委任する範囲の明確化とチェック機能は必要ですが、調査や資料作成、パートナー管理やスケジュール管理などの作業を他のメンバーと分担することができれば、プロジェクトはより効率的でよりクオリティの高いものとなるはずです。
コミュニケーションの推進や具体施策の実行に携わる担当者を別途アサインするなど、プロジェクトのスムーズな進行には役割決めと分担が大切。
課題④ 相談相手がいない
「ウェブサイトの担当を長くやっているけれど、はたして自分のやり方が正しいのかわからない」━━ウェブサイト運営に関して、自身の取り組みに悩みや迷いを感じている方も多いです。
メディアからの情報収集や勉強会への参加なども良いですが、社内外限らず、知見をもつ人に「相談役」を依頼し、プロジェクトの体制に組み込むのも有効な手段の一つです。専門家と共に現状の評価や今後の計画、成果指標の設計などを行うことで、業務の質を向上させ、ウェブサイト運営をより意味あるものにできる可能性が広がります。
ポイントは、小さなことでも気軽に相談できて、その関係を長く継続できる人材を選ぶことです。ウェブサイト運営への適切な意見やアドバイスを得るためには、「相談役」にもプロジェクトメンバー同等のサイト課題や文脈への深い理解が必要だからです。
さいごに
このところ、デジタル人材育成への関心が高まっています。全ての企業でデジタル人材の育成目標が達成され、組織が強化され、適切な体制のもとでウェブサイト運営が行われることが理想の姿と考えられますが、現実的には、それが実現するのは少し先の未来になりそうです。

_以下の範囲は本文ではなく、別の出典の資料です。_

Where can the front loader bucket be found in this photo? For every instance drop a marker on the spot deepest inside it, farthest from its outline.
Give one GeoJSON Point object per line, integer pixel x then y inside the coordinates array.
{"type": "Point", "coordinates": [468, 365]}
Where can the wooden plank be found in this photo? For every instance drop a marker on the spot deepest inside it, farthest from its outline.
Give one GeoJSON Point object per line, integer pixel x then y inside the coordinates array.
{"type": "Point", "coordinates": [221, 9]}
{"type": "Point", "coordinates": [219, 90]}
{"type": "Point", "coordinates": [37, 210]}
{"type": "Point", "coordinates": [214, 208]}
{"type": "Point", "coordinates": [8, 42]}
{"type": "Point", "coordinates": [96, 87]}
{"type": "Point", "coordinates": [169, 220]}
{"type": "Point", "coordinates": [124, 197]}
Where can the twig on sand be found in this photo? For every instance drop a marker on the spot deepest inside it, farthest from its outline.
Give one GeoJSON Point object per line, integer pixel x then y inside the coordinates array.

ウェブサイト運営には幅広く専門性の高い知識が必要です。自社内で運営が完結せず、パートナー企業と共に運営に取り組んでいる状況を逆手に取る形で、その知見やアドバイスをより効果的に活用できるような新しいパートナーシップを検討してみるのはいかがでしょう。ウェブ開発・運営の専門家との協働から得るナレッジは、きっとあなたの組織にとって有益なものになるはずです。